The prediction of the systemic disposition for the optimized metoclopramide transdermal patch was carried out using the TCAT model. The two-compartmental model was selected with the help of the PKPLUS module considering the intravenous administration of 10 mg to simulate the systemic disposition in individuals with an average weight of 70 kg as a comparison parameter53. The pharmacokinetics parameters for the intravenous and oral routes calculated with PKPLUS and reported literature were: clearance = 0.16 L/h/kg, half-life (t1/2) = 6.8 h, and volume of distribution (Vd) = 3.5 L/kg. The model was initially validated by comparing the fold error of 10 mg IV and oral routes. The values of fold error were found to be between 0.5 and 1.5 (see Table 6). After testing different metoclopramide application areas and dosage values, the model integrated pharmacokinetic parameters and TCAT model for the metoclopramide patch (F3) using values of a dose of 10 mg and 20 cm2 as the application surface area. The mean pharmacokinetic parametric values, as shown in Table 6, for the optimized formulation of transdermal patches were calculated as 13.50 ng/mL (Cmax), 6.32 h (Tmax), 185.13 ng/mL×h (AUCt) and 197.85 ng/mL×h (AUCinf). Similarly, the predicted parametric values for a 30 mg patch designed (see Fig. 8) for once-daily dosing are 40.84 ng/mL (Cmax), 6.32 h (Tmax), 561.51 ng/mL×h (AUCt), and 599.61 ng/mL×h (AUCinf).
Predicted and observed plasma concentration of metoclopramide for once-daily dosing from (a) an intravenous administration (b) oral administration (c) from a 10 mg of drug patch and (d) from a 30 mg of drug patch.
The stability study of the optimized transdermal patch was carried out in a refrigerator, at room temperature, and in accelerated conditions. The physical characteristics and metoclopramide content were determined at different time intervals, as shown in Table 7. The morphology of the patches was found to be satisfactory, and no significant change was observed in the physical appearance. Similarly, the content of metoclopramide HCl was found to be 98.96 ± 0.90% in the refrigerator, 96.15 ± 1.81% at room temperature, and 95.45 ± 0.89% at accelerated temperature, respectively. Furthermore, the shelf life of metoclopramide HCl patches was calculated as 19.27 months at 5 ± 3 °C, 8.22 months at 25 ± 2 °C and 7.22 months at 40 ± 2 °C (Figure S4).

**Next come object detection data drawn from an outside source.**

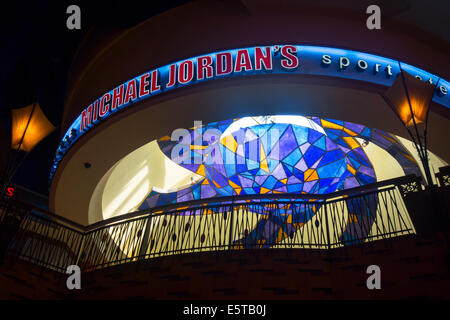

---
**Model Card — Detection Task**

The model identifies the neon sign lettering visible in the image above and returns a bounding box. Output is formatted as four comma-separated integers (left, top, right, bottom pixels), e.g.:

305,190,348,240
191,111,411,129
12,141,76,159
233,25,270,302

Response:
50,45,450,179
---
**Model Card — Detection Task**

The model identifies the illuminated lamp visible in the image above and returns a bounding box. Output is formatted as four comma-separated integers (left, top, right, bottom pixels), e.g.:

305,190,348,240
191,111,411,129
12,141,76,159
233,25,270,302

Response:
1,102,55,199
381,64,439,186
11,102,55,152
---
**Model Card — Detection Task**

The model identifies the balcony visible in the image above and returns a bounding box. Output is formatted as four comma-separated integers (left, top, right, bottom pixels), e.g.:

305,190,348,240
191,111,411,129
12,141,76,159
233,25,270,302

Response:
1,168,449,273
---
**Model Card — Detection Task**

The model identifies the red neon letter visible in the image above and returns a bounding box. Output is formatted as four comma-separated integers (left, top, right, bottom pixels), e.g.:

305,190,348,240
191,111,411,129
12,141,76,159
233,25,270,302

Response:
178,60,194,84
281,46,298,69
216,52,233,76
123,79,137,103
255,47,272,70
111,84,124,110
98,93,111,117
139,73,150,98
151,70,161,93
80,104,92,132
6,187,14,197
197,56,213,80
234,49,252,72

The present study reports using HNTs as a drug carrier in the transdermal delivery of metoclopramide HCl. Initially, the metoclopramide HCl was loaded in the HNTs with different ratios, and then the drug-in-adhesive type transdermal patches of metoclopramide-loaded HNTs were developed using the solvent evaporation method. In addition, DMSO and liquid paraffin were also incorporated as permeation enhancers in optimized formulation (F3) to assess their impact on the permeation of metoclopramide HCl. The patches were subjected to different evaluation or characterization tests, in-vitro release and permeation performance, in-silico absorption prediction, and stability study as described above. A low SD value among the weight and thickness of patches from the same formulation (Table 2) indicates the uniformity of the patches28. The variations in weight and thickness among the patches from different formulations may be due to differences in HNT-to-drug ratios. Also, a high value of folding endurance (> 300 folds) indicates that the patches can retain their physical stability and withstand skin folding during application27. Moreover, the low moisture content observed in the formulations is considered favorable as it reduces the chances of microbial contamination and enhances stability54. The high moisture uptake observed in the formulations is regarded as an essential property for the diffusion of drugs across the skin. When applied on the skin, the patch uptakes water from cells and the environment and thereby helps the active substance diffuse easily through the skin55. In addition, the average percent of metoclopramide in all formulations (Table 2 and Figure S1) ranged to meet the official compendia limit (90 to 110%) for the drug content32. Furthermore, the loading efficiency was directly related to the amount of halloysite in sample56. Therefore, the highest percent yield and loading efficiency in F3 (Table 2) could be due to the higher availability of halloysite in the sample for metoclopramide loading.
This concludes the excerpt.